To find the normality of HCl when excess CaCO₃ is treated with 100 ml of HCl solution and 1.12 liters of CO₂ gas is produced, we can follow these steps: ### Step-by-Step Solution: 1. **Write the Balanced Chemical Equation:** The reaction between calcium carbonate (CaCO₃) and hydrochloric acid (HCl) is: \[ \text{CaCO}_3 + 2 \text{HCl} \rightarrow \text{CaCl}_2 + \text{CO}_2 + \text{H}_2\text{O} \] 2. **Calculate Moles of CO₂ Produced:** At Normal Temperature and Pressure (NTP), 1 mole of gas occupies 22.4 liters. Therefore, we can calculate the number of moles of CO₂ produced from the volume of CO₂ collected. \[ \text{Moles of CO}_2 = \frac{\text{Volume of CO}_2}{\text{Molar Volume at NTP}} = \frac{1.12 \, \text{L}}{22.4 \, \text{L/mol}} = 0.05 \, \text{mol} \] 3. **Determine Moles of HCl Required:** From the balanced equation, we see that 2 moles of HCl are required for every mole of CO₂ produced.

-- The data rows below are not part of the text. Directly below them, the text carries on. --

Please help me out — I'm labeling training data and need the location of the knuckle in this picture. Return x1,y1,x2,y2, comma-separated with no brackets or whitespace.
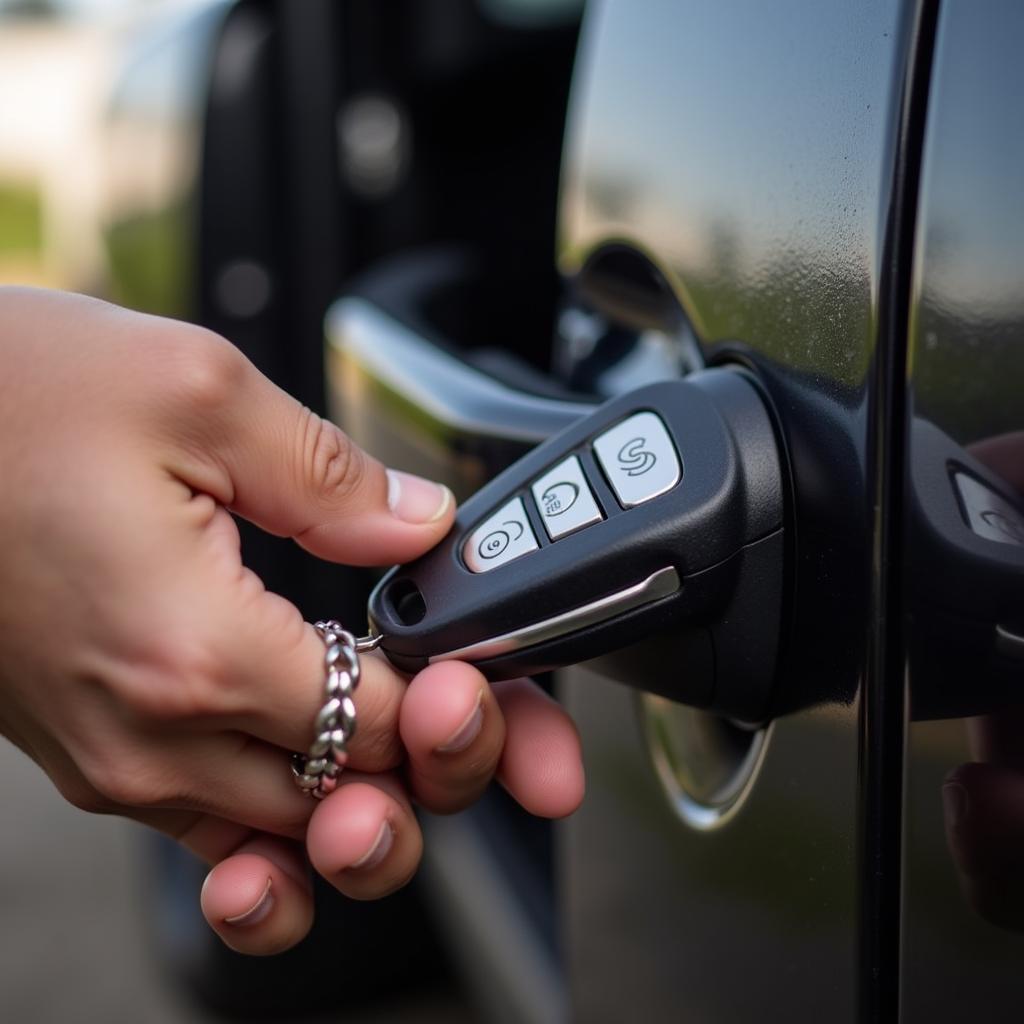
56,777,114,816
167,328,247,414
115,631,226,722
81,749,172,809
301,411,367,503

Therefore, the moles of HCl can be calculated as: \[ \text{Moles of HCl} = 2 \times \text{Moles of CO}_2 = 2 \times 0.05 \, \text{mol} = 0.1 \, \text{mol} \] 4. **Calculate Normality of HCl:** Normality (N) is defined as the number of equivalents of solute per liter of solution. For HCl, which provides 1 H⁺ ion per molecule, the normality is equal to the molarity. \[ \text{Normality} = \frac{\text{Moles of HCl}}{\text{Volume of solution in liters}} \] The volume of HCl solution is given as 100 ml, which is equivalent to 0.1 liters (100 ml = 0.1 L). \[ \text{Normality} = \frac{0.1 \, \text{mol}}{0.1 \, \text{L}} = 1 \, \text{N} \] ### Final Answer: The normality of the HCl solution is **1 N**.